Como nunca, descubrí el valor de las liturgias frente a la muerte, de los abrazos y las lágrimas compartidas. Y aunque desde la fe tengo certezas, desde mi humanidad tuve la necesidad de una despedida y una compañía que no alcanzó con tecnología. Todavía hay días que espero sus mensajes pidiéndome algo, o pienso en pasar por su casa. La ausencia se vuelve poco creíble en estas circunstancias. En los meses siguientes compartí la partida de muchas personas amigas, algunas jóvenes.
Y mientras el dolor y la tristeza parecen sobrevolar el inconsciente colectivo, otros ensayan la negación, excusándose frente a reglas colectivas o ensayando argumentos contra la vacunación. Todos creemos que vamos a estar exceptuados, que los números son “otros”, hasta que un día somos obligados a aprender la lección. Si fuésemos capaces de apropiarnos de las lecciones de otros, de comprender que esta pandemia llegó a traernos enseñanzas de las más diversas, posiblemente la atravesaríamos de otro modo.
Amelia López (Córdoba)
La pandemia y los emprendimientos
Soy traductora de inglés, trabajo como docente en una escuela pública de gestión privada y también tengo mi emprendimiento en una academia de idiomas.

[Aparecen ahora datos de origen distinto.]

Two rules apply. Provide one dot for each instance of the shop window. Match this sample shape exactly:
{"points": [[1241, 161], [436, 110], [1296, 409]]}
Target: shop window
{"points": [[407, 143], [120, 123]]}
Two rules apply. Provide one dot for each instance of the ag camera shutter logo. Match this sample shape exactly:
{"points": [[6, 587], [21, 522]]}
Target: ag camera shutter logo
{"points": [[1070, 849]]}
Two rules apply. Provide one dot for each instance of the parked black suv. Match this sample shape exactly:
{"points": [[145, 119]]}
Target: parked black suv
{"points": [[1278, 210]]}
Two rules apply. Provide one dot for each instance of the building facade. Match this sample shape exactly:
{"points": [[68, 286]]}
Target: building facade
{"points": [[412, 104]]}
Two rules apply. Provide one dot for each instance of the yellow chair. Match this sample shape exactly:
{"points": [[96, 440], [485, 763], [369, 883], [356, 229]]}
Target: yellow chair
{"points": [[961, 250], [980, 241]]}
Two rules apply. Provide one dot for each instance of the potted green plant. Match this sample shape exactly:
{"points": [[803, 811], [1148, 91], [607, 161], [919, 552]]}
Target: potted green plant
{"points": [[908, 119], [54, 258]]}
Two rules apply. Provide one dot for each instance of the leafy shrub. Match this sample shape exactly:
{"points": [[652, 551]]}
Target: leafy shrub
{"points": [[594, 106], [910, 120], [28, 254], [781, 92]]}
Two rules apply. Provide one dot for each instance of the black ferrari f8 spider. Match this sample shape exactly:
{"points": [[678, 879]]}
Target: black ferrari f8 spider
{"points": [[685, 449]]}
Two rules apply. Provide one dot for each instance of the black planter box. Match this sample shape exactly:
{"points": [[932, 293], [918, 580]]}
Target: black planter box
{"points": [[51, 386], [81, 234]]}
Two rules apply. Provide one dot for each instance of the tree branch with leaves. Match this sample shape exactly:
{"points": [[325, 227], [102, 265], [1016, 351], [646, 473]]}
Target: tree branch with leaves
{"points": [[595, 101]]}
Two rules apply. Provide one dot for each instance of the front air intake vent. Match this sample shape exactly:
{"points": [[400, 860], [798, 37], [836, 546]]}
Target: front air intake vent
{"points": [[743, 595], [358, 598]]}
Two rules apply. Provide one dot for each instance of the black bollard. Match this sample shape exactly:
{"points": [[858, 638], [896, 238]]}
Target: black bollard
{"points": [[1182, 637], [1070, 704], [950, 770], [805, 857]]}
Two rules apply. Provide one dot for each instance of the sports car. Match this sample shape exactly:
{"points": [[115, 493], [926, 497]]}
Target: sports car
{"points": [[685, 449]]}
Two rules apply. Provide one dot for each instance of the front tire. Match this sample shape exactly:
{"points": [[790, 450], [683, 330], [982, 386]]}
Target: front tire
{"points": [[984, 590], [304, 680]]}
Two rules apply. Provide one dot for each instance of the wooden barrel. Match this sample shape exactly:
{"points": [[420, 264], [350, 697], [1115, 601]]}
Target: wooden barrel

El año pasado, a una semana de haber armado todo, tuvimos que cerrar y seguir las clases online. Con bastante esfuerzo logramos cubrir todos los gastos de alquiler, impuestos, luz.

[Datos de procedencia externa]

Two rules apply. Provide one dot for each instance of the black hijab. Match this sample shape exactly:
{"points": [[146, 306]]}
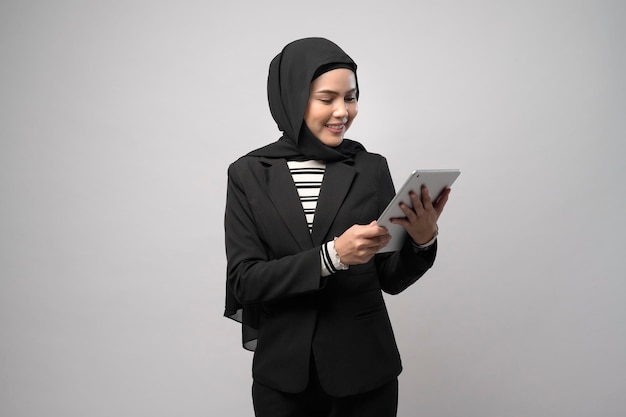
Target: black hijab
{"points": [[288, 85]]}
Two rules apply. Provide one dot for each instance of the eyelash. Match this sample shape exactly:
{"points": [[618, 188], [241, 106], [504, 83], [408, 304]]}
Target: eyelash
{"points": [[347, 99]]}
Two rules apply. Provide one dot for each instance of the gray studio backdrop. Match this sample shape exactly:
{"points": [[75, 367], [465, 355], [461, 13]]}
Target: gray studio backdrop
{"points": [[118, 121]]}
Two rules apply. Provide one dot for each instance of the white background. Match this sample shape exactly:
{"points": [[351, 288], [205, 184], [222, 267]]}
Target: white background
{"points": [[118, 120]]}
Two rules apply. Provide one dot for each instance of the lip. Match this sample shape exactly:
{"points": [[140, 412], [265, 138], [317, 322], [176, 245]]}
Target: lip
{"points": [[336, 128]]}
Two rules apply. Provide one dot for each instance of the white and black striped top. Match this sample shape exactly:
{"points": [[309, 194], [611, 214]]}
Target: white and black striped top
{"points": [[308, 176]]}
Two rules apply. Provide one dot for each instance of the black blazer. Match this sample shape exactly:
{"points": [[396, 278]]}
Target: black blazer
{"points": [[274, 266]]}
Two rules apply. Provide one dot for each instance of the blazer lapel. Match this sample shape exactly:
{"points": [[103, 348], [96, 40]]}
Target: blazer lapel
{"points": [[285, 198], [335, 186]]}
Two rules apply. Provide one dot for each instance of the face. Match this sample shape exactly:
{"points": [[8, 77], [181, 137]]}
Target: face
{"points": [[332, 105]]}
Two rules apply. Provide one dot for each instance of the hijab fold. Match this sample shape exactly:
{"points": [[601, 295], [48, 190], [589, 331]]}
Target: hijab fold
{"points": [[288, 86]]}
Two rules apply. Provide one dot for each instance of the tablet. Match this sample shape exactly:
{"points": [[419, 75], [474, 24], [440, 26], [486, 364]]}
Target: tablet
{"points": [[436, 180]]}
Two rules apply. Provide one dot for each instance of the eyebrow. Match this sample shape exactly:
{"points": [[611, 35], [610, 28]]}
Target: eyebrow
{"points": [[334, 92]]}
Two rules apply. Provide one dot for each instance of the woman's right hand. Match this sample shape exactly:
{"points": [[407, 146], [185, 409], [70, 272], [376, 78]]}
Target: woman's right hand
{"points": [[359, 243]]}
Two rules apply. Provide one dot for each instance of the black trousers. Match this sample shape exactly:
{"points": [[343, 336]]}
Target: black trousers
{"points": [[314, 402]]}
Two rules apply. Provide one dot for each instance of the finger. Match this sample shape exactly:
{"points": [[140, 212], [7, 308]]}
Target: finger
{"points": [[408, 211], [442, 200], [426, 200]]}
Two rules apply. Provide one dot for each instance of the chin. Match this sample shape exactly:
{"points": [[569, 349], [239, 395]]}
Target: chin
{"points": [[332, 142]]}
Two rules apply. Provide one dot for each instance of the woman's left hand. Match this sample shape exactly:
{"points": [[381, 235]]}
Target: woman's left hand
{"points": [[421, 220]]}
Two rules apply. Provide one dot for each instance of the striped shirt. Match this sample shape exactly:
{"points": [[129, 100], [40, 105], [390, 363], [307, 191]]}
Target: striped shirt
{"points": [[308, 176]]}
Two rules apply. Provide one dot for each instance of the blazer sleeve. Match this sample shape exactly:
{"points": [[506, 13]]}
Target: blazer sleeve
{"points": [[399, 270], [254, 275]]}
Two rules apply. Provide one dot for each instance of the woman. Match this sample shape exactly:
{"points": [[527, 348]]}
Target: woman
{"points": [[304, 275]]}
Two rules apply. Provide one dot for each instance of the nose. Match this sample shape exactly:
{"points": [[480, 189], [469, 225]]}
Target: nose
{"points": [[341, 111]]}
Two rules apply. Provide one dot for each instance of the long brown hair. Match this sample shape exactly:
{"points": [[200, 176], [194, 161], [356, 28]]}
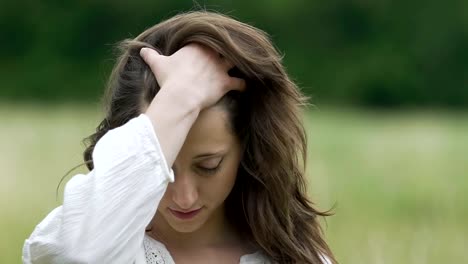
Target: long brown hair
{"points": [[268, 203]]}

Como la academia genera ingreso de marzo a noviembre, durante los tres meses de verano generalmente debo usar parte de mi sueldo de la escuela para sostenerla ya que, una vez iniciado el ciclo lectivo recién se recupera la inversión. Pero en 2020 no se pudo conseguir debido a la pandemia.
Este año, por diversas razones, algunos grupos se fusionaron, algunos se cerraron y quedaron horarios vacíos en una de las dos aulas.
Un amigo y dos colegas estaban buscando un lugar donde abrir su Academia de Biología, Química y Matemáticas, pero los alquileres estaban muy altos. En una de nuestras charlas les propuse que usaran las aulas en esos horarios libres. Ahora ambos institutos: Rainbow English Center y Nuevos Senderos comparten espacio, gastos y camaradería.
Dividimos los gastos a la mitad, pero con la idea de que ellos colaboraran con lo que podían, ya que recién iniciaban. El primer mes pudieron aportar un porcentaje y al siguiente ya lograron el objetivo. Eso nos permite ir ahorrando para cubrir los gastos del verano y pudimos concretar mejoras que estaban postergadas.
Una vez más hice la experiencia de comprobar que Dios se ocupa de nuestras necesidades si estamos atentos a su guía.
Denyse Zicavo (Villa Ángela, Chaco)
Artículo publicado en la edición Nº 633 de la revista Ciudad Nueva.